Do testów zamówiłem dwa rodzaje papieru foto w formacie A3
• matowy: TECCO PD190 DUO Matt
• błyszczący: IMPRIME Premium PG200 High Gloss Bright White
W zestawie z drukarką dostałem jeszcze epsonowski A4 i 13x18 i na tych prowadziłem testy porównawcze.
Początkowo do wydruków w dużym formacie wybierałem zdjęcia ze szczególną starannością, to onieśmielający rozmiar, ale z czasem nie sposób nie docenić radości jaką sprawiają ulubione fotki z wakacji w porządnym rozmiarze dwóch kartek a4.

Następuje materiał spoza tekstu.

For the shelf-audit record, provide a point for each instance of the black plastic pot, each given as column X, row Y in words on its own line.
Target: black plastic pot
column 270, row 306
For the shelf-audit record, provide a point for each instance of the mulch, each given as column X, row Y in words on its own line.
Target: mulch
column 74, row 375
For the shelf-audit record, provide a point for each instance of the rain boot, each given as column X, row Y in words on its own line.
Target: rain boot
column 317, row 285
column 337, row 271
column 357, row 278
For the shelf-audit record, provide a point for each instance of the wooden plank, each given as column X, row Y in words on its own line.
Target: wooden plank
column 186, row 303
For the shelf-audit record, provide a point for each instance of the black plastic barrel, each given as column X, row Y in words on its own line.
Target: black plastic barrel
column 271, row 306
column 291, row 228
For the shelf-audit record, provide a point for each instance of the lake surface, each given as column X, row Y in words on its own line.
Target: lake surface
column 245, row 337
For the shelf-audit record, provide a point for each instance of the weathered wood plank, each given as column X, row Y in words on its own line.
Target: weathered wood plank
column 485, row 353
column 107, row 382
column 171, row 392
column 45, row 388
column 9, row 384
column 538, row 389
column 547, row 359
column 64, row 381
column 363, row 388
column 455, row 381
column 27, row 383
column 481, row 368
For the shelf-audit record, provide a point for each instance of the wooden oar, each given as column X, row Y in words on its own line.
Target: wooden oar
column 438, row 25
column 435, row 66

Większym zmartwieniem jest ograniczona ilość miejsca na ścianach. Tyle, że przecież zdjęcia w ramkach można wymieniać sezonowo ponieważ koszty… No właśnie. Policzmy z grubsza, zestaw wszystkich atramentów to wydatek ok. 250 złotych, producent zapewnia 5000-8000 tysięcy wydruków, jak to sprawdzić nie wiem, ale drukarka dotarła do mnie z kolorowymi zasobnikami zapełnionymi mniej więcej w 1/8 (czyli ciężkie testy w innych redakcjach miała już za sobą), zamówiłem 100 kartek w formacie A3 wartych ok. 250 zł.
Więc do wyliczenia kosztów przyjmijmy założenie 250/8 czyli ok. 32 zł, łącznie 282 / 100 zdjęć. Jedno duże zdjęcie kosztuje niecałe 3 złote i jest to bardzo, bardzo zawyżony koszt – drukowałem jeszcze testowe zdjęcia w formatach 10x15, 13x18 i A4. Ile? Nie liczyłem, ale dużo.
I tak, wiem nie uwzględniam kosztów drukarki (ok. 3000 zł), ale zakładam że i tak potrzebujecie jakiejś do pracy. Tymczasem fajne zdjęcie z wakacji i prosta ramka ze szwedzkiego sklepu potrafią sprawić bliskim ogromną radość. A że zdjęcia w formacie A3 ciągle nie są czymś powszednim, to dodatkowo jest to wyjątkowo oryginalny prezent.